Bitcoin Pullbacks after Hitting $40K; Will It Resume Its Rally?

Stack of question marks and one red question mark.

Bitcoin posted its first negative open after rising three days in a row and hitting an all-time high above $40,000.

The world’s leading cryptocurrency fell by as much as 7.45 percent during the Asian session Monday, hitting an intraday low of $36,565 before paring its losses ahead of the European trading hours. Its sentimental shift owed to speculative traders who wanted to secure short-term gains near $40,000.

Bitcoin spots higher buying sentiment in the $36,000-36,500 area. Source: BTCUSD on TradingView.com

Meanwhile, global investors also placed bets on reflation trades given the recent rise in government bond yields. The yield on the benchmark 10-year Treasury note surged above 1.09 percent for the first time since March. Inflation expectations typically favor Bitcoin’s bullish outlook, but the market appeared to have allocated their capital elsewhere as the cryptocurrency turned too risky to purchase near its overbought levels.

For instance, the US benchmark West Texas Intermediate crude oil prices soared above $51 a barrel on Wednesday after Saudi Arabia decided to cut their production over the next two months. The rise also pointed to the stabilizing economic outlook as investors assessed rising coronavirus infection counts against its vaccine distributions.

FOMO Mood

But does it signify a reduced demand for safe-havens like Bitcoin in the coming future? Apparently, no. Investors may have to start jumping back into the cryptocurrency market as US President Donald Trump agrees to transfer control to its successor Joe Biden. That coincides with a clear Democratic win on the two seats in the recent Georgia run-off elections.

Owing to it, the Democrats now control Congress. That paves the way for the Biden administration to pass the additional fiscal stimulus, beginning with a direct $2,000 check for Americans battling with the coronavirus pandemic’s economic aftermath. Many strategists, including those at JPMorgan & Chase, envision the Bitcoin price to close above $100,000 amid aggressive government spending.

“I am expecting Bitcoin and tech stocks to double again in the next 6-9 months,” said Immad Akhund, the CEO/co-founder of Mercury in San Francisco. “It is clear that we are in an asset bubble fueled by fiscal stimulus, low-interest rates, and ironically higher disposable income in the pandemic.”

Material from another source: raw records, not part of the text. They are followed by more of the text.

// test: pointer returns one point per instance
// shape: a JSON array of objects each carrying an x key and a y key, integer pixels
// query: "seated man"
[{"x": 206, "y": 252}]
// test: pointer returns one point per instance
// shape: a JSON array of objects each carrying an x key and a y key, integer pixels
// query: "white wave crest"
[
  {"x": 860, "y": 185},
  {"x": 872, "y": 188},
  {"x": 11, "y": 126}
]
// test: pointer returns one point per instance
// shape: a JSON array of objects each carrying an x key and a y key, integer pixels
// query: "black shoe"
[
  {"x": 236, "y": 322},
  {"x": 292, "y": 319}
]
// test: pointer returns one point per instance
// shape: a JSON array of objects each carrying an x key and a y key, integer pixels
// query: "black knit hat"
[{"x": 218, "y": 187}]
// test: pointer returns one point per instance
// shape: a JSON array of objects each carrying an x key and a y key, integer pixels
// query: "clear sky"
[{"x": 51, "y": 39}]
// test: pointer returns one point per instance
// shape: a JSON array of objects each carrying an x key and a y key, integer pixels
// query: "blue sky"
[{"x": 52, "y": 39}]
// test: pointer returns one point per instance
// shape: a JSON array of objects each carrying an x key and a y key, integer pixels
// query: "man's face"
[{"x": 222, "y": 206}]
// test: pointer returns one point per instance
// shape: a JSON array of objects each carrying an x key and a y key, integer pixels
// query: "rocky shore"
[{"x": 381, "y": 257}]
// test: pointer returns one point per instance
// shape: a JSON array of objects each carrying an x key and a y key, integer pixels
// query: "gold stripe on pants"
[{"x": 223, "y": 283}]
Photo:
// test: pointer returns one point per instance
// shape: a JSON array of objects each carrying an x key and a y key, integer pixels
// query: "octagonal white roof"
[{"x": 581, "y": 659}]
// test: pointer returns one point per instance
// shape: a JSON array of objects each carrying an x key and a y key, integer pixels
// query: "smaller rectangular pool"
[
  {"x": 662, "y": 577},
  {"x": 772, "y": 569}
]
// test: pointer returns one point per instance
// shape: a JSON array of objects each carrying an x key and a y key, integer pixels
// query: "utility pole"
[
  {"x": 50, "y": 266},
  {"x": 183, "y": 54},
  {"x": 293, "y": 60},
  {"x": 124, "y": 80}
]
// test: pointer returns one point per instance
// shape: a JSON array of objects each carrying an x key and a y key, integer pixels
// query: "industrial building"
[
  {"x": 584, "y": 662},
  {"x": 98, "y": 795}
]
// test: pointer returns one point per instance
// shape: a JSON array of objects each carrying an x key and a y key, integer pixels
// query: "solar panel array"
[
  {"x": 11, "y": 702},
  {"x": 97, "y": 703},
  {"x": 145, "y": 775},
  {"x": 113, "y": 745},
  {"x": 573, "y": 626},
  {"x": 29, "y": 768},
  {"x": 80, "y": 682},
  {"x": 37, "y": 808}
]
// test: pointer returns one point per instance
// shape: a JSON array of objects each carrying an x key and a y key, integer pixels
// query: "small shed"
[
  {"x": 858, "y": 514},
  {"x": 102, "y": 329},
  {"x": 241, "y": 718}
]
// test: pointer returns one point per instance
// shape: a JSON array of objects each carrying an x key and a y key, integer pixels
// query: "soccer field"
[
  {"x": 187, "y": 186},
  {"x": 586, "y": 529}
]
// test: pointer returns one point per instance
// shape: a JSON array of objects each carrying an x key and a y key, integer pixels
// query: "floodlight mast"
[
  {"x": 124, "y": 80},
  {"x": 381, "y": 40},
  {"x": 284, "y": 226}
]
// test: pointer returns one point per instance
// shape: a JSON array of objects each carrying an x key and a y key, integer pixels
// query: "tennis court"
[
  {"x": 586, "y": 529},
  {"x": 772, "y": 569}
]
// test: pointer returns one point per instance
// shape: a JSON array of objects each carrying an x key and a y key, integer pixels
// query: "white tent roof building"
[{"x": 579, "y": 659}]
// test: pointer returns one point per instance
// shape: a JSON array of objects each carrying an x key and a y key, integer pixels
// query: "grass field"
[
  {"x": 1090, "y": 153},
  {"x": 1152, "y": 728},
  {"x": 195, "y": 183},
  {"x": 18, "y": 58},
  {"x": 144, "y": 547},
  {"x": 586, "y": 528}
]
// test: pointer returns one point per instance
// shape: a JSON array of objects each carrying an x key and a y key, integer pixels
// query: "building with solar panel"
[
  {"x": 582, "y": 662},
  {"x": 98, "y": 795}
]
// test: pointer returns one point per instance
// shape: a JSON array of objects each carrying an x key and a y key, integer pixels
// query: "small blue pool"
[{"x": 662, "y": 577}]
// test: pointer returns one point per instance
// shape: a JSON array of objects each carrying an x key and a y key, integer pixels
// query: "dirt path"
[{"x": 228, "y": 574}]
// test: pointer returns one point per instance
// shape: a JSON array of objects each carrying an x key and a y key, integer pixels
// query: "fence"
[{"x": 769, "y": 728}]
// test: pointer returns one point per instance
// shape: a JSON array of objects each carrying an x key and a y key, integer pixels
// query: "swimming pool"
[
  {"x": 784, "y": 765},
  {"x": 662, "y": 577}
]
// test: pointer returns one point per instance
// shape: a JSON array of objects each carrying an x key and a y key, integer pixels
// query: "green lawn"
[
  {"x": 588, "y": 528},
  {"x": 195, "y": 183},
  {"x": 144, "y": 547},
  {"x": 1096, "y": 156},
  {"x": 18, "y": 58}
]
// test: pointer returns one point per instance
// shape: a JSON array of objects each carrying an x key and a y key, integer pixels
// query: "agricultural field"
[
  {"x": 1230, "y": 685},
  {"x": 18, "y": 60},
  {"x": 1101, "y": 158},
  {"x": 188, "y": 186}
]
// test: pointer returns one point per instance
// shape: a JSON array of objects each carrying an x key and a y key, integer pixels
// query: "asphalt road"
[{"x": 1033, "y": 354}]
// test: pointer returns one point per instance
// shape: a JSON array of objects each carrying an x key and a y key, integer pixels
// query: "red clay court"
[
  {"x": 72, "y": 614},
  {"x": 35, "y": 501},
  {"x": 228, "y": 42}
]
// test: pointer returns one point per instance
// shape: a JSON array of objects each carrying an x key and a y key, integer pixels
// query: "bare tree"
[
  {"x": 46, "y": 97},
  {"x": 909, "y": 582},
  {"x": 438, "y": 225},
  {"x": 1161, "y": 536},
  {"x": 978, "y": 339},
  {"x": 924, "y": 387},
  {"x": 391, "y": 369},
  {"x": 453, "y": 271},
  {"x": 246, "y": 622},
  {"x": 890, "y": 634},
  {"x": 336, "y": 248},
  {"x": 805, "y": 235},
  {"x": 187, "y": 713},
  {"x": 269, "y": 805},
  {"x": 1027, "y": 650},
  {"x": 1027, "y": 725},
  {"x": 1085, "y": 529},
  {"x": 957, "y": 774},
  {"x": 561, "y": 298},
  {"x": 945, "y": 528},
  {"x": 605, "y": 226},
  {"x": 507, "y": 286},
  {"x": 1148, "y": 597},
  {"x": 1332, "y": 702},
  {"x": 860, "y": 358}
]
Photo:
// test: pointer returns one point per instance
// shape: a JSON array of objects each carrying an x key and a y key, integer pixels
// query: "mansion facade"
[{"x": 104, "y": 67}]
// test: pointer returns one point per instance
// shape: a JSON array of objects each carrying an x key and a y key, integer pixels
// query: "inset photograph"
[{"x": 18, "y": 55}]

“[It] probably won’t end well but enjoy the ride on the way up,” he warned, nonetheless.

Bitcoin Correction Ahead?

More warnings came from analysts based on technical indicators. One of them—a pseudonymous entity—spotted Bitcoin in a Rising Wedge channel, which typically signals a bullish-to-bearish rollover following a sharp pullback. Eventually, it pushes the price as low as the maximum height between its channel’s upper and lower boundary.

Bitcoin’s Rising Wedge indicator sees price back below $30 in the futures, suggests MMCrypto. Source: BTCUSD on TradingView.com

“We had a fake-out, M-pattern, and breakdown,” the analyst said. “I am getting cautious unless Bitcoin breaks the all-time high again.”

BTC/USD was trading at $38,494 at the time of publication.